10 de maio. A modelagem geral do Junípero chinês avança para os galhos traseiros. Nesta época em que as folhas antigas — chamadas Toya, as folhas amareladas — começam a aparecer discretamente, queremos conservar o maior volume possível de folhagem. Porque a exposição deste outono já está sendo desenhada na mente, agora.
O posicionamento dos galhos traseiros é, na verdade, simples. Que se encaixem entre os galhos da face frontal — é só esse princípio que nos guia no início. Os julgamentos mais complexos vêm depois.
Desviando das folhas, o arame é conduzido por cada galho fino, um a um. Nessa primeira volta, define-se a direção do galho e o contorno da almofada de folhagem. Se o arame entra por baixo ou por cima, o sentido de enrolamento muda — essa decisão já está tomada antes mesmo da primeira volta.
Apressar não muda nada. A atenção dedicada ao início é o que o resultado devolve, depois. A ponta ao fim do enrolamento é envolvida com leveza, suavemente. Apertar demais — isso não se faz.
Quando quatro galhos finos crescem lado a lado, não se mantém todos. Para que o contorno da almofada de folhagem fique limpo e uniforme, desbastamos um pouco. As gemas próximas à base do galho são mantidas, a ponta é cortada — a decisão sobre o que soltar é o que define a silhueta da almofada de folhagem.
Com a madeira morta nos galhos é igual. A casca do galho cortado na sessão anterior é removida e a ponta deixada ligeiramente afilada. Enquanto a forma da árvore é ajustada agora, o destino das partes secas também é trabalhado ao mesmo tempo.
Neste Junípero chinês, permanecem as marcas deixadas pelo arame antigo que se aprofundou na casca. É uma árvore no meio de uma reestilização — aquela de inverter a frente e o verso. Contornando essas marcas, o arame é introduzido em novos pontos.

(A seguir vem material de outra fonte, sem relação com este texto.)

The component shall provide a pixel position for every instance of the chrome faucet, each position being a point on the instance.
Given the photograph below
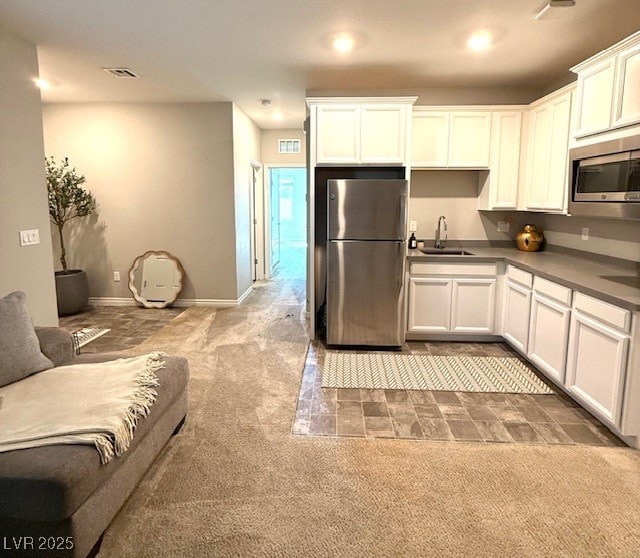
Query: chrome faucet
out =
(441, 232)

Não se está negando o trabalho anterior. Aquelas marcas são a prova do tempo dedicado a esta árvore. O fato de os galhos traseiros estarem em altura suficiente — é esse o fundamento para refazer o ápice da árvore nesta reestilização.
Depois de alinhar a face frontal em forma de domo, vai-se preenchendo o espaço posterior. É somente quando o ápice da árvore está cuidadosamente modelado que se diz ter chegado ao nível de um profissional completo — é essa a parte para onde esta reestilização se dirige. A figura que se erguerá no suporte de exposição do outono já começou, neste instante de hoje.